Das Normalobjektiv ist eigentlich alles – nur nicht Standard, wie der Name vielleicht vermuten ließe. Die Bezeichnung trägt es vor allem wegen seiner Abbildungseigenschaften, die dem menschlichen Sehempfinden relativ nahe kommen. "Normal" ist am Normalobjektiv vor allem, dass es die plastische Wirkung von Gegenständen so wiedergeben kann, wie es das menschliche Auge sieht. Weder zieht es sie in die Länge noch lässt es sie verkürzt und flach erscheinen. 

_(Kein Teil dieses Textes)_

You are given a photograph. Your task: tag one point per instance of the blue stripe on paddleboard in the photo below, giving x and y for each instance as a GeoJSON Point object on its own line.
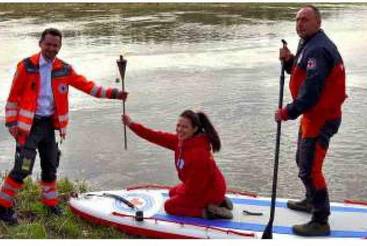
{"type": "Point", "coordinates": [228, 224]}
{"type": "Point", "coordinates": [282, 204]}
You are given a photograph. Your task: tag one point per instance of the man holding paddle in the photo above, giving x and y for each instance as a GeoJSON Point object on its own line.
{"type": "Point", "coordinates": [37, 106]}
{"type": "Point", "coordinates": [317, 86]}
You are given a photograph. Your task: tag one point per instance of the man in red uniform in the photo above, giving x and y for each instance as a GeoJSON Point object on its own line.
{"type": "Point", "coordinates": [317, 85]}
{"type": "Point", "coordinates": [36, 106]}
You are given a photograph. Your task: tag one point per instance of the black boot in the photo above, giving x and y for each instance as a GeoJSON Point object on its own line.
{"type": "Point", "coordinates": [8, 215]}
{"type": "Point", "coordinates": [312, 229]}
{"type": "Point", "coordinates": [227, 203]}
{"type": "Point", "coordinates": [54, 210]}
{"type": "Point", "coordinates": [304, 205]}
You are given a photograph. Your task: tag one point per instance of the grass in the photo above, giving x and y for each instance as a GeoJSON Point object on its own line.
{"type": "Point", "coordinates": [36, 223]}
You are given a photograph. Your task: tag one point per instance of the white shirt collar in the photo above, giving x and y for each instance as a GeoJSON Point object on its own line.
{"type": "Point", "coordinates": [43, 61]}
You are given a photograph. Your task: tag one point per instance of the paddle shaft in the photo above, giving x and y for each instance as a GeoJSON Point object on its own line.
{"type": "Point", "coordinates": [122, 69]}
{"type": "Point", "coordinates": [268, 232]}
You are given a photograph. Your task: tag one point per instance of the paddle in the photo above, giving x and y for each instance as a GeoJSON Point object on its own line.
{"type": "Point", "coordinates": [268, 232]}
{"type": "Point", "coordinates": [122, 69]}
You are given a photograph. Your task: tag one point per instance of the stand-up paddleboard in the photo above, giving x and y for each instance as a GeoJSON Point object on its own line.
{"type": "Point", "coordinates": [139, 210]}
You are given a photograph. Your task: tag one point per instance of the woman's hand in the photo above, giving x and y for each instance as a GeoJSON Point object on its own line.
{"type": "Point", "coordinates": [125, 119]}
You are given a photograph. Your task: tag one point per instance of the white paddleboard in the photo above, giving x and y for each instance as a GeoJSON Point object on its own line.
{"type": "Point", "coordinates": [346, 220]}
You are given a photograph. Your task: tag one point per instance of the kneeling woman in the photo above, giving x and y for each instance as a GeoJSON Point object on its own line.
{"type": "Point", "coordinates": [203, 187]}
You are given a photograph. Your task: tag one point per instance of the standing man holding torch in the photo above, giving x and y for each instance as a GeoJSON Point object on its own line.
{"type": "Point", "coordinates": [37, 106]}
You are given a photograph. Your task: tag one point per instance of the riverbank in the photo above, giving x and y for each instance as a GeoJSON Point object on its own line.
{"type": "Point", "coordinates": [35, 223]}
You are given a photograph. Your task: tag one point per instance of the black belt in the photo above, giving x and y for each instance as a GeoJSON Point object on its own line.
{"type": "Point", "coordinates": [42, 118]}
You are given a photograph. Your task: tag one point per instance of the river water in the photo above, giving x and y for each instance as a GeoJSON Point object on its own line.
{"type": "Point", "coordinates": [219, 58]}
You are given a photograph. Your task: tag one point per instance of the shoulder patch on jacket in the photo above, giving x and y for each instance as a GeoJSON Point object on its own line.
{"type": "Point", "coordinates": [311, 64]}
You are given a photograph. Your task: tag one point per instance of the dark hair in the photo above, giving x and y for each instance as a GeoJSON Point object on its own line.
{"type": "Point", "coordinates": [52, 31]}
{"type": "Point", "coordinates": [204, 125]}
{"type": "Point", "coordinates": [315, 10]}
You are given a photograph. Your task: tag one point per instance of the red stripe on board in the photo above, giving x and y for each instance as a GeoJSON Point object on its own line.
{"type": "Point", "coordinates": [355, 202]}
{"type": "Point", "coordinates": [129, 229]}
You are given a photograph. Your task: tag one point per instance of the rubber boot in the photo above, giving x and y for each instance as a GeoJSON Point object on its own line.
{"type": "Point", "coordinates": [304, 205]}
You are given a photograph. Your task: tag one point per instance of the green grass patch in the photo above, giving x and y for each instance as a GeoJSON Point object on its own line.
{"type": "Point", "coordinates": [36, 223]}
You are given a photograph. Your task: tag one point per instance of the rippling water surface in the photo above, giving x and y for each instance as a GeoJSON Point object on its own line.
{"type": "Point", "coordinates": [219, 58]}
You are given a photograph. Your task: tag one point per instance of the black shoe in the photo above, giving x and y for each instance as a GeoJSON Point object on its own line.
{"type": "Point", "coordinates": [304, 205]}
{"type": "Point", "coordinates": [227, 203]}
{"type": "Point", "coordinates": [55, 210]}
{"type": "Point", "coordinates": [8, 216]}
{"type": "Point", "coordinates": [217, 212]}
{"type": "Point", "coordinates": [312, 229]}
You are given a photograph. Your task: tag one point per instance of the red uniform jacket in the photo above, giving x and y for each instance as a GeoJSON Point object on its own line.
{"type": "Point", "coordinates": [22, 101]}
{"type": "Point", "coordinates": [194, 163]}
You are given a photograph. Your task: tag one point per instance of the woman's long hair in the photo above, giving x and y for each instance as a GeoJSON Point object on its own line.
{"type": "Point", "coordinates": [204, 125]}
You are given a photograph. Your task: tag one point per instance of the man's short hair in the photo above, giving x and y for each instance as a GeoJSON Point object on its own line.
{"type": "Point", "coordinates": [52, 31]}
{"type": "Point", "coordinates": [315, 10]}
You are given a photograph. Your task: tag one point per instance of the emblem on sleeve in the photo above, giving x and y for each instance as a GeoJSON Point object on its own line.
{"type": "Point", "coordinates": [311, 64]}
{"type": "Point", "coordinates": [63, 88]}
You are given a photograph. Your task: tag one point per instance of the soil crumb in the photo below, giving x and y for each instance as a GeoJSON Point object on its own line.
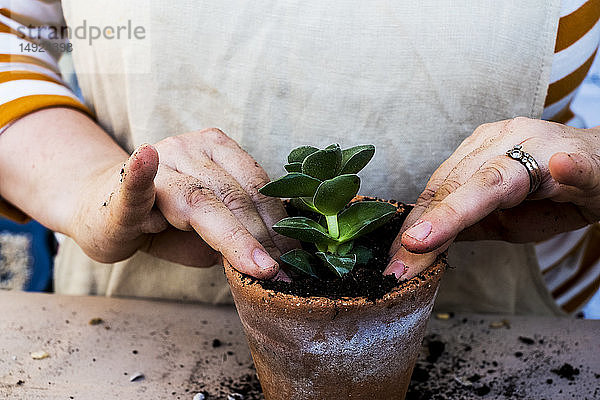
{"type": "Point", "coordinates": [566, 371]}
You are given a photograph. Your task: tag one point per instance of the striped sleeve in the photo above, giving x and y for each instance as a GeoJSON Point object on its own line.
{"type": "Point", "coordinates": [576, 46]}
{"type": "Point", "coordinates": [29, 51]}
{"type": "Point", "coordinates": [29, 75]}
{"type": "Point", "coordinates": [570, 262]}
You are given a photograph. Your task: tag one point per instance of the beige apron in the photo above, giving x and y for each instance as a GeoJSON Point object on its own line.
{"type": "Point", "coordinates": [413, 78]}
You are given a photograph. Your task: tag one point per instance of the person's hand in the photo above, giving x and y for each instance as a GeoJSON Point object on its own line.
{"type": "Point", "coordinates": [185, 199]}
{"type": "Point", "coordinates": [479, 193]}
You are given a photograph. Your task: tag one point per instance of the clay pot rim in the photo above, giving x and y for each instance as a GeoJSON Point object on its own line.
{"type": "Point", "coordinates": [249, 284]}
{"type": "Point", "coordinates": [252, 286]}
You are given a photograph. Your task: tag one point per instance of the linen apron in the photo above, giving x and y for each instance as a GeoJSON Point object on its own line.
{"type": "Point", "coordinates": [413, 78]}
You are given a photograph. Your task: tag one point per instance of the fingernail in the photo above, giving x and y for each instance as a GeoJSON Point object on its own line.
{"type": "Point", "coordinates": [419, 231]}
{"type": "Point", "coordinates": [397, 268]}
{"type": "Point", "coordinates": [263, 259]}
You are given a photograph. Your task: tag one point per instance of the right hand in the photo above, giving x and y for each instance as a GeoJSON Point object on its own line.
{"type": "Point", "coordinates": [185, 199]}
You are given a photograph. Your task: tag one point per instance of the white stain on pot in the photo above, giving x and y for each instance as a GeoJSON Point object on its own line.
{"type": "Point", "coordinates": [376, 348]}
{"type": "Point", "coordinates": [373, 342]}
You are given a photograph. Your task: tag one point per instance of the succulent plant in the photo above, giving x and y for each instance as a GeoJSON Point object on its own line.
{"type": "Point", "coordinates": [324, 181]}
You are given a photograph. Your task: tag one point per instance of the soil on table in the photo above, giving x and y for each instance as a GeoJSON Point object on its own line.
{"type": "Point", "coordinates": [364, 280]}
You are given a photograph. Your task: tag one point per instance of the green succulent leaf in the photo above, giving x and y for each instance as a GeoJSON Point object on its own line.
{"type": "Point", "coordinates": [334, 194]}
{"type": "Point", "coordinates": [363, 254]}
{"type": "Point", "coordinates": [323, 164]}
{"type": "Point", "coordinates": [303, 229]}
{"type": "Point", "coordinates": [345, 248]}
{"type": "Point", "coordinates": [293, 167]}
{"type": "Point", "coordinates": [293, 184]}
{"type": "Point", "coordinates": [300, 153]}
{"type": "Point", "coordinates": [339, 265]}
{"type": "Point", "coordinates": [301, 260]}
{"type": "Point", "coordinates": [363, 217]}
{"type": "Point", "coordinates": [356, 158]}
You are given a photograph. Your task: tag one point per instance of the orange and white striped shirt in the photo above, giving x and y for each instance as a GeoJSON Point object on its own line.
{"type": "Point", "coordinates": [30, 80]}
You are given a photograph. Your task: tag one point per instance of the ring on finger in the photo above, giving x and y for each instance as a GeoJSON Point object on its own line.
{"type": "Point", "coordinates": [533, 168]}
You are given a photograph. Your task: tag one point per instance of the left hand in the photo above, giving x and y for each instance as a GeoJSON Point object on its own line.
{"type": "Point", "coordinates": [480, 193]}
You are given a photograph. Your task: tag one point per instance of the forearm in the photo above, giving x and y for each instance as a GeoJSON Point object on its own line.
{"type": "Point", "coordinates": [47, 159]}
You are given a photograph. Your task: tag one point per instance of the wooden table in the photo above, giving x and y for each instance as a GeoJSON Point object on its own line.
{"type": "Point", "coordinates": [184, 349]}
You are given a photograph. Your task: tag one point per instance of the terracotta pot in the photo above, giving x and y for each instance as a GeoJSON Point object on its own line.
{"type": "Point", "coordinates": [317, 348]}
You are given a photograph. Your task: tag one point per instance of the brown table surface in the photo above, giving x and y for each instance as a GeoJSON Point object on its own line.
{"type": "Point", "coordinates": [184, 349]}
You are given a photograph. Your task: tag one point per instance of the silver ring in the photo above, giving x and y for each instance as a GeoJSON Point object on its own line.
{"type": "Point", "coordinates": [533, 169]}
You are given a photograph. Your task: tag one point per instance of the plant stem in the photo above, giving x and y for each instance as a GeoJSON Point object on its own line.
{"type": "Point", "coordinates": [332, 226]}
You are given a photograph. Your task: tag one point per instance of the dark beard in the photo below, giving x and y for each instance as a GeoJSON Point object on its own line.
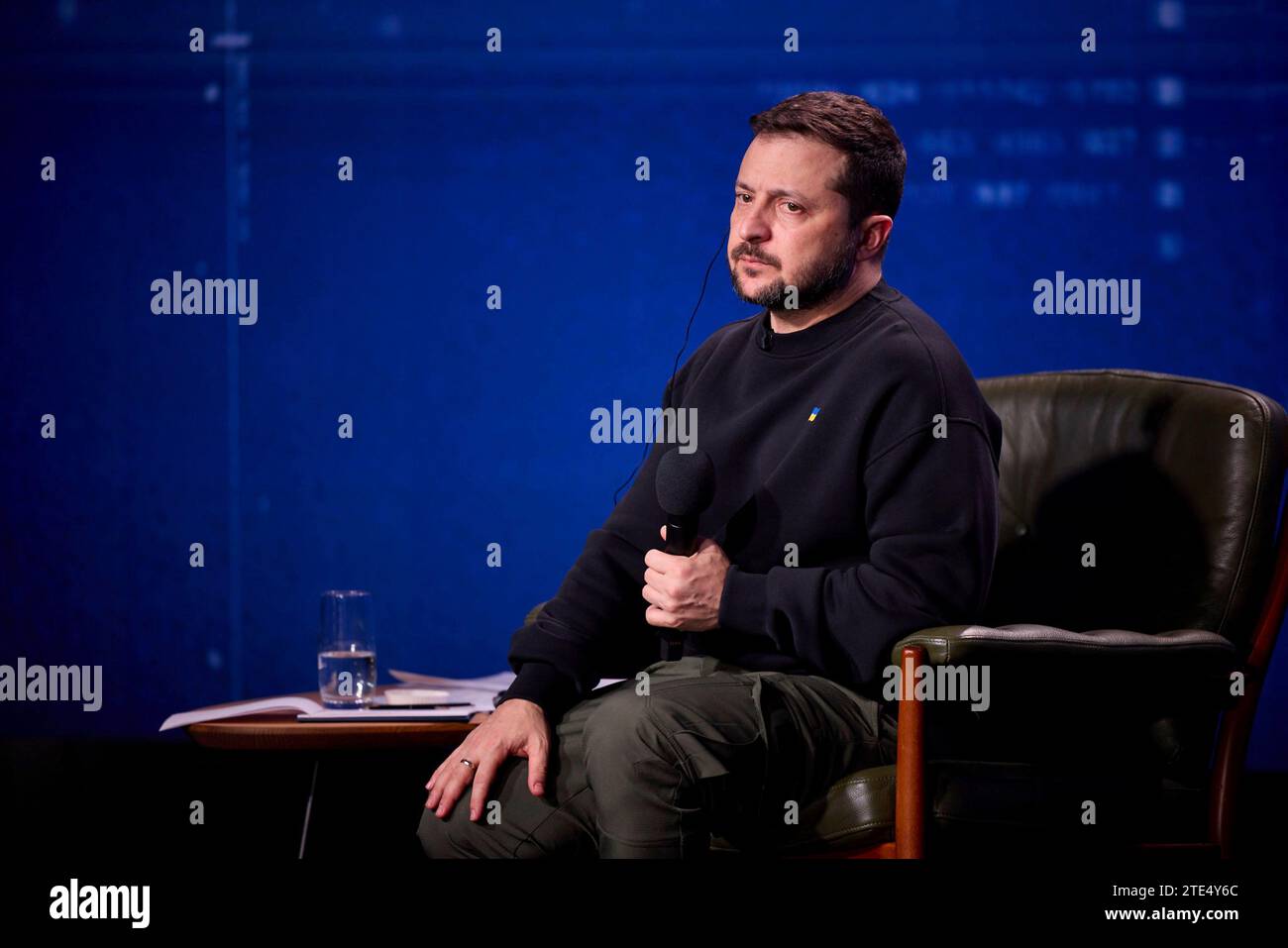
{"type": "Point", "coordinates": [824, 277]}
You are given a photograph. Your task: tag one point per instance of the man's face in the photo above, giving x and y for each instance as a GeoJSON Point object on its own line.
{"type": "Point", "coordinates": [787, 227]}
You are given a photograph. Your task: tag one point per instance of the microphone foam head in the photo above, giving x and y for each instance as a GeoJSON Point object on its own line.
{"type": "Point", "coordinates": [686, 483]}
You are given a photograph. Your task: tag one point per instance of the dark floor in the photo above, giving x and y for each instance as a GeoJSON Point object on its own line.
{"type": "Point", "coordinates": [101, 798]}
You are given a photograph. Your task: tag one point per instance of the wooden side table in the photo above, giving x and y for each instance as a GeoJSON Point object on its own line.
{"type": "Point", "coordinates": [278, 730]}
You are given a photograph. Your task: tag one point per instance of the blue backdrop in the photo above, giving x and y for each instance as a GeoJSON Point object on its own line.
{"type": "Point", "coordinates": [516, 168]}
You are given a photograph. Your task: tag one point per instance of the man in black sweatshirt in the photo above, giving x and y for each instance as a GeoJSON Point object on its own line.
{"type": "Point", "coordinates": [855, 501]}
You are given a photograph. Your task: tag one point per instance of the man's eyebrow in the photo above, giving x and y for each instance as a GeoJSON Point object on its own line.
{"type": "Point", "coordinates": [776, 192]}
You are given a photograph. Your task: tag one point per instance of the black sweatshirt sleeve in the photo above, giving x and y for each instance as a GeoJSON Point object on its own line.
{"type": "Point", "coordinates": [595, 621]}
{"type": "Point", "coordinates": [931, 513]}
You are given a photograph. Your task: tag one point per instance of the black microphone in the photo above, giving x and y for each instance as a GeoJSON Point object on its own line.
{"type": "Point", "coordinates": [686, 485]}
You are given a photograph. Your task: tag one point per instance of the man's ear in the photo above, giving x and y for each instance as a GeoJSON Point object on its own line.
{"type": "Point", "coordinates": [876, 232]}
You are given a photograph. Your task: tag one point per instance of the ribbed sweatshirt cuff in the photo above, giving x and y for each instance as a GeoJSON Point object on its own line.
{"type": "Point", "coordinates": [544, 685]}
{"type": "Point", "coordinates": [743, 605]}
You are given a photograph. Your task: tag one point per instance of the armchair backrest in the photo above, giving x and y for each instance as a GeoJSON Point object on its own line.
{"type": "Point", "coordinates": [1134, 500]}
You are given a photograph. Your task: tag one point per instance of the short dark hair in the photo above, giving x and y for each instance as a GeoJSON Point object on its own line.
{"type": "Point", "coordinates": [875, 159]}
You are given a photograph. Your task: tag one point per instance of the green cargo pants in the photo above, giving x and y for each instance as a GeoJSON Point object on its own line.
{"type": "Point", "coordinates": [709, 749]}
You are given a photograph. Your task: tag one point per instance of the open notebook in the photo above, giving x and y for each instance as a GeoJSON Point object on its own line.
{"type": "Point", "coordinates": [467, 695]}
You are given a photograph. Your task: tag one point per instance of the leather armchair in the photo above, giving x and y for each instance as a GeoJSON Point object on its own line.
{"type": "Point", "coordinates": [1138, 586]}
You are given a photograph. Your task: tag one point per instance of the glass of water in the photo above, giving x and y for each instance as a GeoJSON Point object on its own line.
{"type": "Point", "coordinates": [347, 649]}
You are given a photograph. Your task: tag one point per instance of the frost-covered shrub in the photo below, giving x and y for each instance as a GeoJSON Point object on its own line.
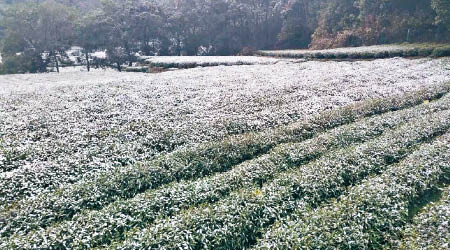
{"type": "Point", "coordinates": [191, 163]}
{"type": "Point", "coordinates": [430, 228]}
{"type": "Point", "coordinates": [441, 51]}
{"type": "Point", "coordinates": [377, 51]}
{"type": "Point", "coordinates": [120, 216]}
{"type": "Point", "coordinates": [373, 213]}
{"type": "Point", "coordinates": [185, 62]}
{"type": "Point", "coordinates": [237, 221]}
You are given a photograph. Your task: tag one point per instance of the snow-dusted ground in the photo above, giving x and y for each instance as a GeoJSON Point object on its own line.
{"type": "Point", "coordinates": [205, 61]}
{"type": "Point", "coordinates": [55, 128]}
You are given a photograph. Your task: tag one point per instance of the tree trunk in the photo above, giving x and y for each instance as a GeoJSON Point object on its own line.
{"type": "Point", "coordinates": [56, 62]}
{"type": "Point", "coordinates": [87, 62]}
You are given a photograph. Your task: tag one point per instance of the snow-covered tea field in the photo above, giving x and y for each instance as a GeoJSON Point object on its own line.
{"type": "Point", "coordinates": [281, 155]}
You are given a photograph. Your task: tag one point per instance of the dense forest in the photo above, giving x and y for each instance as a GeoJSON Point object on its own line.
{"type": "Point", "coordinates": [37, 33]}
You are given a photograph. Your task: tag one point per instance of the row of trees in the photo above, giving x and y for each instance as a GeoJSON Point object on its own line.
{"type": "Point", "coordinates": [37, 32]}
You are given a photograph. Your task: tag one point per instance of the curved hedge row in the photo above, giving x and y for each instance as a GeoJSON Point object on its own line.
{"type": "Point", "coordinates": [369, 52]}
{"type": "Point", "coordinates": [192, 163]}
{"type": "Point", "coordinates": [373, 213]}
{"type": "Point", "coordinates": [103, 226]}
{"type": "Point", "coordinates": [429, 229]}
{"type": "Point", "coordinates": [237, 221]}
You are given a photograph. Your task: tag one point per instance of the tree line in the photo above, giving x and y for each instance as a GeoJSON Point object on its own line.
{"type": "Point", "coordinates": [36, 33]}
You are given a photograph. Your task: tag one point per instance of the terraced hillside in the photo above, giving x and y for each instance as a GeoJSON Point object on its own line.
{"type": "Point", "coordinates": [369, 172]}
{"type": "Point", "coordinates": [349, 177]}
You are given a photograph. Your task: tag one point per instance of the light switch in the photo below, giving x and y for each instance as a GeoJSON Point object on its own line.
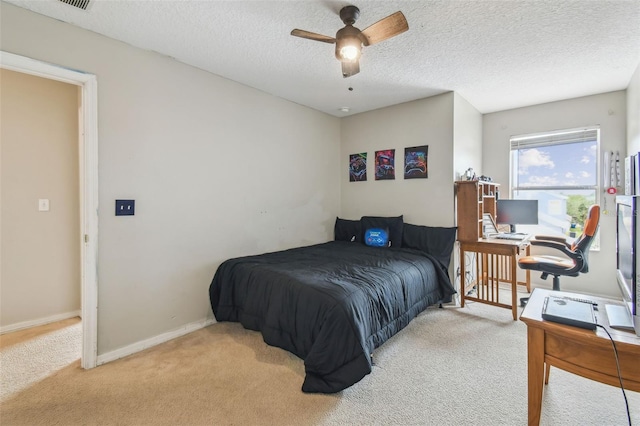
{"type": "Point", "coordinates": [125, 207]}
{"type": "Point", "coordinates": [43, 205]}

Das klassische Normalobjektiv. Eine Festbrennweite von 50mm entspricht den Sehgewohnheiten des menschlichen Auges. © Unsplash. Das klassische Normalobjektiv. Eine Festbrennweite von 50 mm entspricht den Sehgewohnheiten des menschlichen Auges.

Deshalb wird das Normalobjektiv als Festbrennweite sehr häufig in der Portraitfotografie eingesetzt (man spricht auch vom Portraitobjektiv), denn menschliche Gesichter werden so realistisch wiedergegeben – weder in die Länge gezogen (wie beim Weitwinkelobjektiv) noch platt (wie beim Teleobjektiv).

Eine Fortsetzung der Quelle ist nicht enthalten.